Op 29 augustus 2022 is namens [eisers] aan [gedaagde] een sommatie gestuurd tot het voldoen van de herstelkosten zoals door de deskundige begroot. Op 15 september 2022 heeft [gedaagde] aansprakelijkheid afgewezen.
Tijdsverloop en medewerking [eisers] aan het herstel
3.9.
In reactie op het verweer van [gedaagde] dat [eisers] veel tijd heeft laten verlopen tussen zijn pogingen om de gebreken opgelost te krijgen, heeft hij gesteld dat dit het gevolg was van onder meer de coronasituatie en van alle pogingen om met [gedaagde] tot afspraken te komen. De kantonrechter is van oordeel dat het tijdsverloop op zijn minst voor een groot deel voor rekening van [gedaagde] dient te komen, nu zij, ondanks gemaakte afspraken, geen medewerking aan een daadwerkelijke oplossing heeft verleend. Dat [gedaagde] pogingen heeft gedaan om afspraken te maken voor het herstel en [eisers] daar onvoldoende aan meewerkte blijkt nergens uit.
De kantonrechter zal deze verweren van [gedaagde] daarom passeren.
Verwijdering spiegel en herstel stucwerk € 948,16
3.10.
De kantonrechter stelt vast dat [gedaagde] op grond van de afspraken in de allonge gehouden was deze werkzaamheden uit te voeren en dat zij dat niet heeft gedaan. [gedaagde] stelt dat inderdaad is vergeten de spiegel in de keuken te verwijderen, maar dat er van haar kant meerdere pogingen zijn geweest om tot een afspraak te komen voor het herstel en dat [eisers] daar nooit op heeft gereageerd. Dit is door [eisers] tegengesproken.
3.11.
De kantonrechter stelt vast dat [gedaagde] geen onderbouwing heeft gegeven van haar stelling. Uit de stukken volgt niet dat zij pogingen heeft ondernomen om de mozaïekspiegel in de keuken alsnog te verwijderen. Ondanks vele verzoeken van [eisers] is er van [gedaagde] lange tijd geen schriftelijk antwoord geweest. Nu [gedaagde] bovendien hiertoe in gebreke is gesteld, is de kantonrechter van oordeel dat [gedaagde] gehouden is de schade te vergoeden.
3.12.
Het deskundigenbureau heeft in dit verband een bedrag van € 750,- exclusief btw (€ 907,50 inclusief btw) begroot. [eisers] heeft dat bedrag nog verhoogd met een indexering van 4,48%, omdat de gemiddelde bouwkosten sinds augustus 2022 met dat percentage zijn gestegen. [gedaagde] acht het bedrag veel te hoog. De kantonrechter ziet echter geen aanleiding om [gedaagde] hierin te volgen, aangezien het indexeringspercentage overeenkomt met de inflatiecijfers van het CBS en [gedaagde] verder niet onderbouwt waarom dit te hoog zou zijn. Het gevorderde bedrag zal daarom worden toegewezen.

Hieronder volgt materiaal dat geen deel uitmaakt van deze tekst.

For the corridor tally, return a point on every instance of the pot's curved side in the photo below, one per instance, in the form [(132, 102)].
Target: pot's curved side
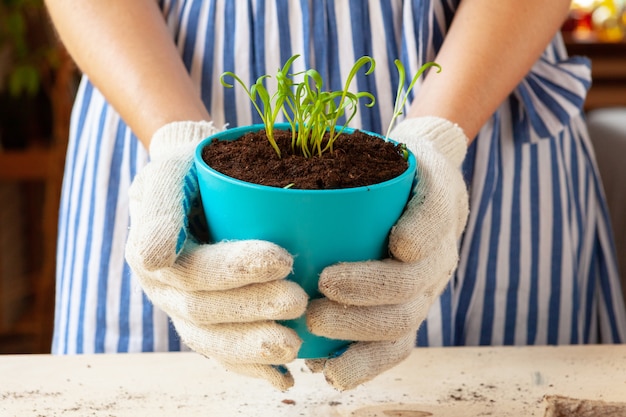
[(318, 227)]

Aanbrengen kitranden in de badkamer € 94,82
3.13.
Volgens [eisers] had [gedaagde] na het verwijderen van de spiegel in de badkamer kitranden moeten aanbrengen. [gedaagde] weerspreekt dat: volgens haar sloot de spiegel niet aan op de badkamermeubels. De deskundige schrijft hierover:
“Het alsnog aanbrengen van de kitvoeg kan uiteraard.”De kantonrechter is van oordeel dat [eisers] onvoldoende heeft onderbouwd dat sprake is van een gebrek. Evenmin is komen vast te staan dat [gedaagde] op grond van de afspraken een kitrand diende aan te brengen. Dit deel van de vordering zal daarom worden afgewezen.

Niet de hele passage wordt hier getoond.